This study provides a new research perspective on pork price fluctuations and provides general conclusions and empirical evidence for the spatial spillover effect of pork price fluctuations in the animal epidemic. The pork prices are determined by both the supply and demand in the pork market. As for the external impact of the pork price fluctuations, the negative media sentiment about the pig epidemic amplifies the risk of the epidemic and affects pork price fluctuations. To cater to the psychological expectation of the public’s preference for negative information, the media often give up the neutral stance in reporting the pig epidemic and use emotionally biased reporting strategies to convey negative media sentiment and opinions to the public. Previous studies have shown that the public tends to magnify the effect of negative information in the face of epidemic information, which can easily determine the influence trend and effect of comprehensive information [58]. The feedback and circulation of negative information as well as emotional contagion, make it easier for consumers to have collective resonance with negative sentiments and views of media. Box-Steffensmeier et al. [59] claimed that there is a differential impact of media sentiment on message engagement, information spread, and public reaction. Based on the stimulus-cognitive-behavior model of signal transmission theory, the negative sentiment stimulation of media may induce the risk cognition, emotion, and instinctive self-protection response of individual consumers to the pig epidemic, and cross contagion through the Internet, causing excessive behavior of the converging consumer group [60], which may lead to changes in the market demand for pork, the imbalance between supply and demand eventually exacerbates pork price fluctuations.

6. Conclusions

Based on the perspective of behavioral economics, this paper uses the pork market data from January 2011 to December 2022 through the crawler program to obtain media coverage of the pig epidemic, using the natural language processing technology based on the machine learning method for the emotion analysis of media coverage, to investigate the impact and spillover effect of negative media sentiment about the pig epidemic on pork price fluctuations, and further explore whether consumer sentiment has the mediating effect between negative media sentiment about the pig epidemic and pork price fluctuations. The following conclusions are obtained:
The negative media sentiment about the pig epidemic has a significant positive impact on pork price fluctuations, and the impact has a single threshold effect. After the negative media sentiment crosses the threshold, the aggravating effect on pork price fluctuations changes from strong to weak.
The negative media sentiment about the pig epidemic has a positive spatial spillover effect on pork price fluctuations in neighboring areas, showing the characteristics of “mutual loss”. However, due to the constraints of spatial distance and administrative boundary, with the increase in geographical distance between the two regions, the spatial spillover effect of negative media sentiment shows an inverted U-shaped change. When the spatial distance between two regions is greater than 1400 km, which is the inflection point of the inverted U curve, the spatial spillover effect of negative media sentiment about the pig epidemic on pork price fluctuations shows obvious spatial attenuation characteristics.
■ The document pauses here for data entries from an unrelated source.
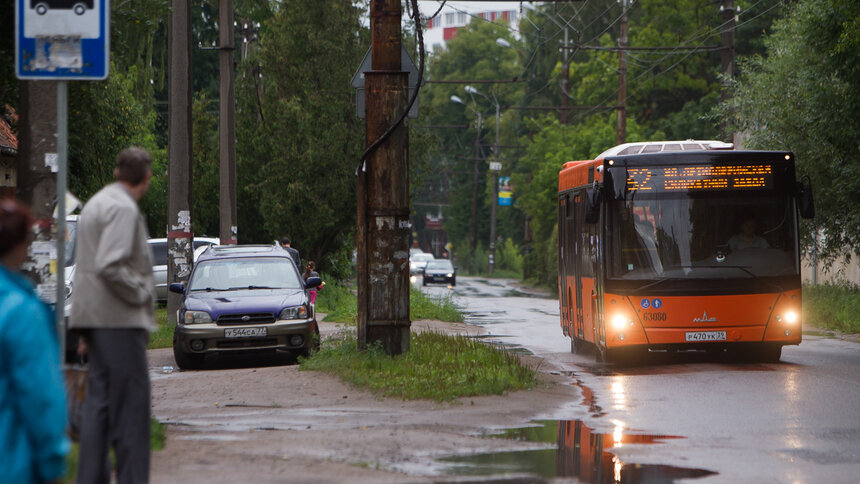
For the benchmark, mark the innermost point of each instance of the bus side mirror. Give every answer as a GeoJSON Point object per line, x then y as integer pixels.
{"type": "Point", "coordinates": [592, 205]}
{"type": "Point", "coordinates": [805, 202]}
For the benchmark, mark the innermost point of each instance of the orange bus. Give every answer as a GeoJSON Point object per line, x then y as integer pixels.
{"type": "Point", "coordinates": [685, 245]}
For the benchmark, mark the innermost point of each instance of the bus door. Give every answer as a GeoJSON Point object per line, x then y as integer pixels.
{"type": "Point", "coordinates": [576, 242]}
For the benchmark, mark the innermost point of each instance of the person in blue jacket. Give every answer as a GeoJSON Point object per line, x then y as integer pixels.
{"type": "Point", "coordinates": [33, 443]}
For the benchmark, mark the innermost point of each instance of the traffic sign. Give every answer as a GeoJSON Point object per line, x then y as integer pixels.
{"type": "Point", "coordinates": [62, 39]}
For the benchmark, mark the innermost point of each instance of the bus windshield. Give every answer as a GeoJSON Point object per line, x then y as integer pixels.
{"type": "Point", "coordinates": [708, 236]}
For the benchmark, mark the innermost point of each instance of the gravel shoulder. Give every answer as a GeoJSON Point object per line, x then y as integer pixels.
{"type": "Point", "coordinates": [274, 423]}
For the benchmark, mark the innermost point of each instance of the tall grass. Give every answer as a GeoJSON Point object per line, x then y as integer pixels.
{"type": "Point", "coordinates": [437, 367]}
{"type": "Point", "coordinates": [834, 307]}
{"type": "Point", "coordinates": [339, 304]}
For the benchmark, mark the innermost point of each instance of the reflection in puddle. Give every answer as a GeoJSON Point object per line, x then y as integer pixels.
{"type": "Point", "coordinates": [580, 453]}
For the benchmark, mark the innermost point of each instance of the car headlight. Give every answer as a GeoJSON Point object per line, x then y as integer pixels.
{"type": "Point", "coordinates": [295, 312]}
{"type": "Point", "coordinates": [197, 317]}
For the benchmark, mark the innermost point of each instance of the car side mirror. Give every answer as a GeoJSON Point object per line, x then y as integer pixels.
{"type": "Point", "coordinates": [805, 202]}
{"type": "Point", "coordinates": [592, 205]}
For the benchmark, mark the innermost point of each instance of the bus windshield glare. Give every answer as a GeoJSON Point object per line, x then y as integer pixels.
{"type": "Point", "coordinates": [715, 235]}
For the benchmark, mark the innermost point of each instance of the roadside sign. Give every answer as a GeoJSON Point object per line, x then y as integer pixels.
{"type": "Point", "coordinates": [62, 39]}
{"type": "Point", "coordinates": [406, 64]}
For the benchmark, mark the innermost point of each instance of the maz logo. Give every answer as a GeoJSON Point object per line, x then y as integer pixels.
{"type": "Point", "coordinates": [705, 319]}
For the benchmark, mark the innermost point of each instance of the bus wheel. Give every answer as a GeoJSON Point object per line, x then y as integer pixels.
{"type": "Point", "coordinates": [769, 352]}
{"type": "Point", "coordinates": [576, 345]}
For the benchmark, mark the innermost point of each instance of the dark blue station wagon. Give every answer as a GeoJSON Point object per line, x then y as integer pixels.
{"type": "Point", "coordinates": [244, 298]}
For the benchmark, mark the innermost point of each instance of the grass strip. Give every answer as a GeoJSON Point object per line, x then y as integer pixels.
{"type": "Point", "coordinates": [835, 307]}
{"type": "Point", "coordinates": [163, 336]}
{"type": "Point", "coordinates": [437, 367]}
{"type": "Point", "coordinates": [340, 305]}
{"type": "Point", "coordinates": [156, 442]}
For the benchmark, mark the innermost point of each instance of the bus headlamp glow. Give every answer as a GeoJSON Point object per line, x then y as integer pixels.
{"type": "Point", "coordinates": [619, 322]}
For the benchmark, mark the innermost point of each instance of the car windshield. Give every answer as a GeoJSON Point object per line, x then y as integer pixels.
{"type": "Point", "coordinates": [245, 273]}
{"type": "Point", "coordinates": [440, 265]}
{"type": "Point", "coordinates": [702, 237]}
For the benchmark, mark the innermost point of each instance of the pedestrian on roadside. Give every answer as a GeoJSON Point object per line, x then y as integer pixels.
{"type": "Point", "coordinates": [311, 271]}
{"type": "Point", "coordinates": [33, 443]}
{"type": "Point", "coordinates": [285, 243]}
{"type": "Point", "coordinates": [113, 311]}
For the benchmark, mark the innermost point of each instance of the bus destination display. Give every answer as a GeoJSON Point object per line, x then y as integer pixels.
{"type": "Point", "coordinates": [700, 177]}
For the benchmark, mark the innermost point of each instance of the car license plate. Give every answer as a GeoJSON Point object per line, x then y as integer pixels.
{"type": "Point", "coordinates": [706, 335]}
{"type": "Point", "coordinates": [244, 332]}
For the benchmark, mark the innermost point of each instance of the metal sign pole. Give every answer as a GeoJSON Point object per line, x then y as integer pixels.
{"type": "Point", "coordinates": [62, 144]}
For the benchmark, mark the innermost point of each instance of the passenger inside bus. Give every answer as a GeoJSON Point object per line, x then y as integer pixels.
{"type": "Point", "coordinates": [747, 238]}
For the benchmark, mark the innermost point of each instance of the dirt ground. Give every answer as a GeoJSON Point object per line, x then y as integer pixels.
{"type": "Point", "coordinates": [274, 423]}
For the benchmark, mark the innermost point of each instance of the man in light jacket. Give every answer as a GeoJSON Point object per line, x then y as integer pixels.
{"type": "Point", "coordinates": [113, 311]}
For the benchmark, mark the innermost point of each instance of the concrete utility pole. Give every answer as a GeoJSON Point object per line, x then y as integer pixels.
{"type": "Point", "coordinates": [180, 253]}
{"type": "Point", "coordinates": [727, 54]}
{"type": "Point", "coordinates": [37, 185]}
{"type": "Point", "coordinates": [383, 192]}
{"type": "Point", "coordinates": [227, 126]}
{"type": "Point", "coordinates": [621, 128]}
{"type": "Point", "coordinates": [476, 173]}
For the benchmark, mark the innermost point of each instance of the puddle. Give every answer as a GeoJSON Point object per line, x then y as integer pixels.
{"type": "Point", "coordinates": [578, 452]}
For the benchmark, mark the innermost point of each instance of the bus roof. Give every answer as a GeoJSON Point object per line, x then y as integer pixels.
{"type": "Point", "coordinates": [664, 146]}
Moreover, the spatial geographic attenuation boundary is about 2300 km. When the spatial distance between the two regions is greater than 2300 km, the spillover effect of pork price gradually declines to zero.
The effect of negative media sentiment on pork price fluctuations is heterogeneous in media reputation. The negative sentiment of the central media, local media, and information network platforms about the pig epidemic not only increases pork price fluctuations in the local region but also aggravates pork price fluctuations in neighboring regions. Among them, the negative sentiment of local media has the most significant local aggravating effect on pork price fluctuations, and the negative sentiment of information network platforms has the strongest spillover aggravating effect on pork price fluctuations in neighboring areas.
Mechanism research finds that consumer sentiment plays a part in the mediating effect in the process of negative media sentiment about the pig epidemic exacerbating pork price fluctuations, forming the transmission path and resonance mechanism. To be specific, negative media sentiment about the pig epidemic trigger negative consumer sentiment, which leads to changes in the total demand in the pork market, thus exacerbating pork price fluctuations.
Based on the above conclusions, the following suggestions are put forward: First, public opinion management departments of the government should establish a regulation system for emotions conveyed by multiple media, prudently supervise the emotional texts of media coverage and verify their objectivity, avoid excessive and untrue negative coverage of the pig epidemic, then control pork price fluctuations from the perspective of public opinion. Secondly, we should pay attention to the spatial spillover effect of media sentiment. Local governments should establish a joint prevention and control mechanism for inter-regional pork price fluctuations warning, public opinion information sharing, and media sentiment control. Third, public opinion management departments of the government should reasonably guide consumer sentiment by releasing accurate information on the pig epidemic and emergency plans, and establish a mechanism for monitoring and channeling consumer sentiment, to avoid negative consumer sentiment leading to consumer group polarization behavior. Finally, pig farmers can take the media sentiment about the pig epidemic as a signal of demand in the pork market, then adjust their production and management decisions and breeding scale, to achieve an elastic matching with pork market demand and minimize production and operation losses. Animal husbandry management departments should make use of pork price fluctuations prediction information to correctly guide the decision-making behavior of market participants, guide the production activities of pig farmers and the consumption behavior of consumers, and reduce the negative impact of the pig epidemic.
Combined with the possible shortcomings of this paper, future studies can be improved from the following aspects: First, this study used macro data to explore the key nodes of the transmission path of negative media sentiment about the pig epidemic and pork price fluctuations. Future studies can use survey data to explore the impact of negative media sentiment about the pig epidemic on micro-individual consumers’ risk perception, emotion, and decision-making behavior regarding pork consumption and more carefully depict the mechanism of media sentiment on pork price fluctuations. Second, the monthly provincial panel data in this paper may not be precise enough. Future studies can construct daily municipal high-frequency data to more accurately depict the spatial spillover effect of negative media sentiment on fluctuations in agricultural product prices. Third, due to the limited sample size, this study only discussed the influence mechanism of media sentiment on pork price fluctuations after 2011. Future studies can extend the sample observation time as much as possible to explore the differences in the influence effect of negative media sentiment about the pig epidemic on pork price fluctuations under different epidemic nodes in the long term.

Author Contributions

Conceptualization, C.M. and J.T.; methodology, C.M.; software, C.M.; validation, J.T., C.T., W.L. and X.L.; formal analysis, C.M.; resources, C.M.; data curation, C.M.; writing—original draft preparation, C.M.; writing—review and editing, C.T.; visualization, X.L.; supervision, W.L.; project administration, J.T.; funding acquisition, J.T. All authors have read and agreed to the published version of the manuscript.

Funding

This research was funded by the National Natural Science Foundation of China, grant number 71773033, and supported by “the Fundamental Research Funds for the Central Universities”, grant number 2662020JGPYD02.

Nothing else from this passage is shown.